The settlement agreement approved by the CPUC resolves Pacific Gas and Electric Company's Chapter 11 case and provides many benefits for customers and the State of California, including:

  • A significant $800 million electric rate reduction for customers that was implemented in March. The company will continue to work with state and federal officials to pursue refunds from energy suppliers who charged excessive prices for gas and electricity during the energy crisis; and any refunds will go to further reduce customer rates.
  • Environmental benefits, such as the protection of 140,000 acres of sensitive watershed lands surrounding the company's hydroelectric facilities, and the creation of a non-profit corporation to support research and investment in clean energy technology.
  • Restoration of the utility's investment grade credit rating to allow the company to access the capital markets in order to finance the infrastructure improvements and long-term procurement of natural gas and electricity to meet customers' growing demand. In 2004, the company will invest approximately $1.4 billion in its electric and natural gas systems.

In addition, through an agreement reached with The Utility Reform Network, the company is working to obtain legislative approval to refinance a portion of its costs with a securitized dedicated rate component.

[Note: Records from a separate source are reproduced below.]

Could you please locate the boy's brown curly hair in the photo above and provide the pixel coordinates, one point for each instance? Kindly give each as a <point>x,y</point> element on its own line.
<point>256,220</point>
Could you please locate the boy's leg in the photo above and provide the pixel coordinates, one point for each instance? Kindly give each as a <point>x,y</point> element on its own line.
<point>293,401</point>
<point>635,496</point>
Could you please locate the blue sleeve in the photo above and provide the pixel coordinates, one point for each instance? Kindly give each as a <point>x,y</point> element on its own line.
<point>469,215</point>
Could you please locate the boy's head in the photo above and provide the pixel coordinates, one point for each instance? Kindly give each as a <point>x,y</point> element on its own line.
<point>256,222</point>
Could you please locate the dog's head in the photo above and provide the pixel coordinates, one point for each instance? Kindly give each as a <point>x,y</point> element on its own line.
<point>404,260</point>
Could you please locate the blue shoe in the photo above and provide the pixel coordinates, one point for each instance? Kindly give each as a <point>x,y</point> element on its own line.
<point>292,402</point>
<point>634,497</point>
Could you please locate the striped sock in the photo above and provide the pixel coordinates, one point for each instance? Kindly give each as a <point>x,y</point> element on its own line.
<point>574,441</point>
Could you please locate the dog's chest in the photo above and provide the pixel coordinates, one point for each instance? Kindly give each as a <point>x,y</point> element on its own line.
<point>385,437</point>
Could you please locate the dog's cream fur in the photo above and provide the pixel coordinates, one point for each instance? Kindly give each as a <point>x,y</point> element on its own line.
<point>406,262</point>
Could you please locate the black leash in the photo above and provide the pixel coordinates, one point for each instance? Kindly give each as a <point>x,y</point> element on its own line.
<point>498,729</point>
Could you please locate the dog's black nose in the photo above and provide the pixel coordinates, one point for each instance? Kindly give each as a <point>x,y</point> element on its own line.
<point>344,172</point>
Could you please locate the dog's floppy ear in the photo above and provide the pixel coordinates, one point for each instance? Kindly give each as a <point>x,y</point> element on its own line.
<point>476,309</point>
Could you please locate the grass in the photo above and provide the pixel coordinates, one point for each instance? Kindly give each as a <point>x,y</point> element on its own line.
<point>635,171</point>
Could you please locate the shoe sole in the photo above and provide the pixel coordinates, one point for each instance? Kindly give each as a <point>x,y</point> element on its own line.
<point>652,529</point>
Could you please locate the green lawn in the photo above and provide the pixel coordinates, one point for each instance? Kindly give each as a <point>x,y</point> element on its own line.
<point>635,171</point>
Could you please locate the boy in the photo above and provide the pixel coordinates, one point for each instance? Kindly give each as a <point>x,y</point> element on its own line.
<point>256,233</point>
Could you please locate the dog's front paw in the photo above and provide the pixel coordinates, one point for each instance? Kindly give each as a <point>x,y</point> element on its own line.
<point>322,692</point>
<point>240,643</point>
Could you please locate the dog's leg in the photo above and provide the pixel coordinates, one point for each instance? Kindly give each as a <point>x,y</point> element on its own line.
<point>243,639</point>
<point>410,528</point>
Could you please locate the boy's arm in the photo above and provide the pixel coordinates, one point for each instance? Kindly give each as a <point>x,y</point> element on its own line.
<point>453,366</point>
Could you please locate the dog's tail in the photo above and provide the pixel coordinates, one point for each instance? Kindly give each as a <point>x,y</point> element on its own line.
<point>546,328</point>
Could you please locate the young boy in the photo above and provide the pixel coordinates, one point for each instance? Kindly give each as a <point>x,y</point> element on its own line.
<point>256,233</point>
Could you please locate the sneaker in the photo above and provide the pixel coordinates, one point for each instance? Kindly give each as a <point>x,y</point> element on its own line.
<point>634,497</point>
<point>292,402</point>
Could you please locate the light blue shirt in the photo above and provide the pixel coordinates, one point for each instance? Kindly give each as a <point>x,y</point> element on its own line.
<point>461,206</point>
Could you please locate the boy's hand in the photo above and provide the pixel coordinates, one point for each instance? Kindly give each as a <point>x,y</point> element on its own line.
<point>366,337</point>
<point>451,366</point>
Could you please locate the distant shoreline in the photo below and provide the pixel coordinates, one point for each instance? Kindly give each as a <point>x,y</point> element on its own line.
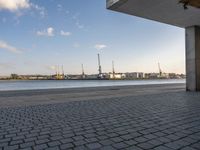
<point>91,79</point>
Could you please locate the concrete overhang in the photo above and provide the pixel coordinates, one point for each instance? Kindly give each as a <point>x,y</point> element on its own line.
<point>181,13</point>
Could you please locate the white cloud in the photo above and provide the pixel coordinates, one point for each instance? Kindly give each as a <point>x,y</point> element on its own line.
<point>76,45</point>
<point>51,68</point>
<point>48,32</point>
<point>65,33</point>
<point>39,9</point>
<point>4,45</point>
<point>6,65</point>
<point>100,46</point>
<point>14,5</point>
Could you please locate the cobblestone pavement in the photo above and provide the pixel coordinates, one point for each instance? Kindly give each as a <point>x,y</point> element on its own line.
<point>161,121</point>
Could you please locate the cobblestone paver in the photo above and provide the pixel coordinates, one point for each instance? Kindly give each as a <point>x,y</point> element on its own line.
<point>159,122</point>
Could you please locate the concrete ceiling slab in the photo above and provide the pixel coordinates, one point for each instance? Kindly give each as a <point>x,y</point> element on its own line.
<point>166,11</point>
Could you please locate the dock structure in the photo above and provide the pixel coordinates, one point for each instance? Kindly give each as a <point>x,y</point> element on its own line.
<point>180,13</point>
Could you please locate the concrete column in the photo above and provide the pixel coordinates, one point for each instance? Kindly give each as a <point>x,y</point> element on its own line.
<point>193,58</point>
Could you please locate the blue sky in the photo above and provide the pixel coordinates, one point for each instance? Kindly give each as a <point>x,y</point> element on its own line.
<point>37,35</point>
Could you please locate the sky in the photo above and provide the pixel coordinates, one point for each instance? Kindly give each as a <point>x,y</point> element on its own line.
<point>37,35</point>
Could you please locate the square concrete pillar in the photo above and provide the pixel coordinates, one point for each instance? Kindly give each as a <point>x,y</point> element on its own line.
<point>193,58</point>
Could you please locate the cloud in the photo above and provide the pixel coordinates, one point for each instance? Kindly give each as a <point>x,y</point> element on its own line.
<point>65,33</point>
<point>77,21</point>
<point>41,10</point>
<point>76,45</point>
<point>51,68</point>
<point>100,46</point>
<point>48,32</point>
<point>14,5</point>
<point>6,65</point>
<point>4,45</point>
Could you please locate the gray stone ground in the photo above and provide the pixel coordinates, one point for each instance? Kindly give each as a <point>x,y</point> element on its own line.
<point>161,120</point>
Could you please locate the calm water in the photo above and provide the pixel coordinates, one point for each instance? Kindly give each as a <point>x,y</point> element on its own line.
<point>51,84</point>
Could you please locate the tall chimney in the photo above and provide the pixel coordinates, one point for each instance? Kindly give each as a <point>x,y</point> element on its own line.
<point>99,63</point>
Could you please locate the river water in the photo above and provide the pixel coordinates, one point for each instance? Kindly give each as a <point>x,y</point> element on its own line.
<point>7,85</point>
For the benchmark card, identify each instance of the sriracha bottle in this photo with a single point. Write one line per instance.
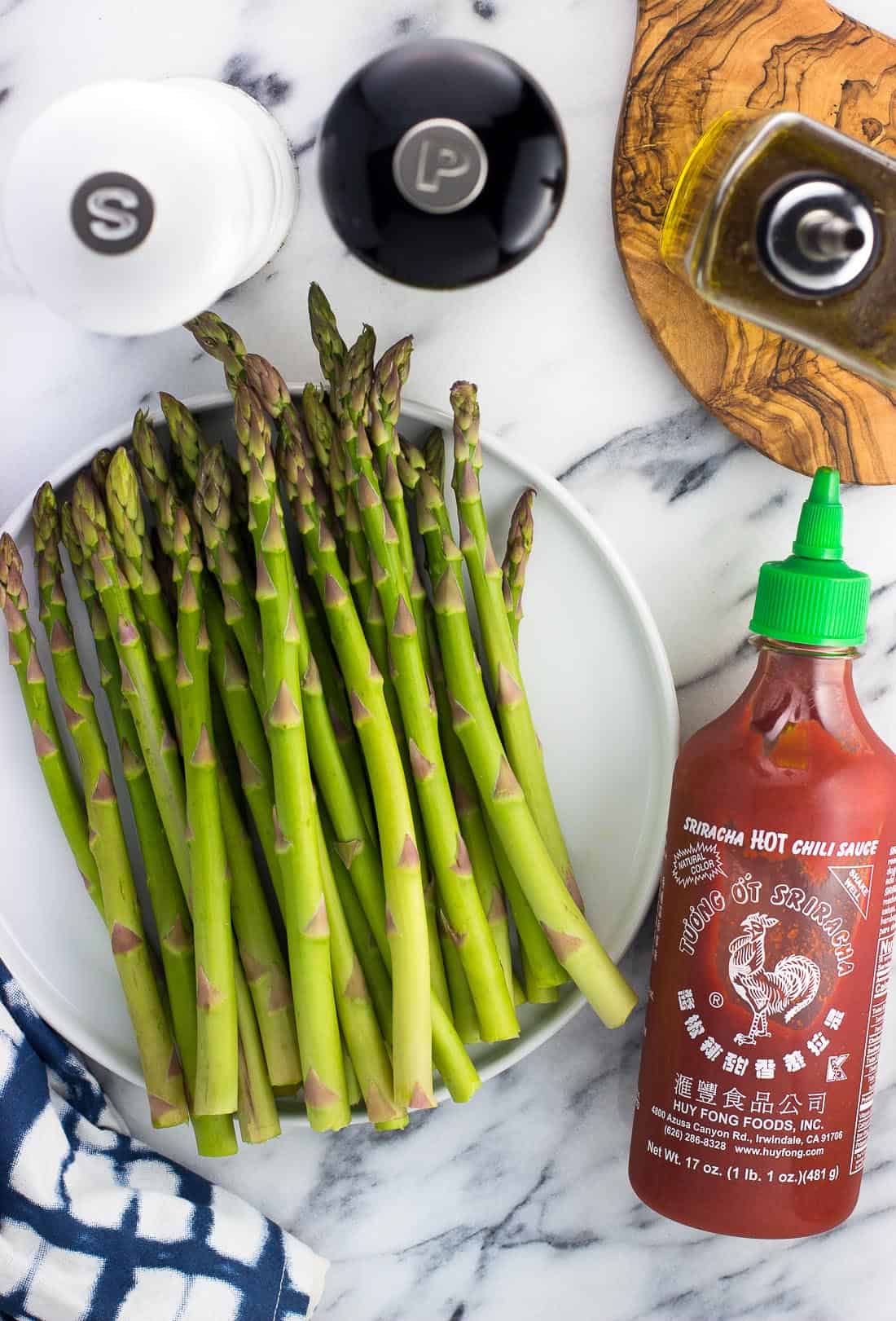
(775, 923)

If the refinancing is successful, customers could potentially save up to $1 billion in lower financing and tax costs over the term of the agreement.

"By emerging as a financially healthy company, we are on a solid foundation to continue investing in the infrastructure that delivers energy to our customers, and serves as the backbone of our state's economy," said Gordon R. Smith, Pacific Gas and Electric Company's President and CEO. "We will also be able to re-engage with the communities we serve, and return to the traditional roles we played with them, which were temporarily interrupted by the challenges of the energy crisis."

"By resolving these financial challenges in a collaborative manner, we are able to move forward on a sound financial basis in a more stable regulatory environment," Glynn added.

As it emerged from Chapter 11, Pacific Gas and Electric Company made approximately 2,100 payments resolving $8.4 billion in allowed creditor claims, and deposited $1.8 billion in escrow accounts for disputed claims. The company used the proceeds from the approximately $6.7 billion bond offering, $2.4 billion in cash on hand, $0.8 billion funded by term loans, and $0.3 billion from a credit facility to pay creditors. In addition, approximately $814 million in pollution control bonds was reinstated, and the company paid about $93 million in preferred stock dividends and sinking fund payments that were in arrears.

Pacific Gas and Electric Company voluntarily filed for reorganization under Chapter 11 of the U.S. Bankruptcy Code on April 6, 2001. On June 19, 2003, federal Judge Randall Newsome announced the settlement agreement between PG&E and the CPUC's staff. In December 2003, the CPUC approved the settlement agreement and the Bankruptcy Court confirmed the plan of reorganization.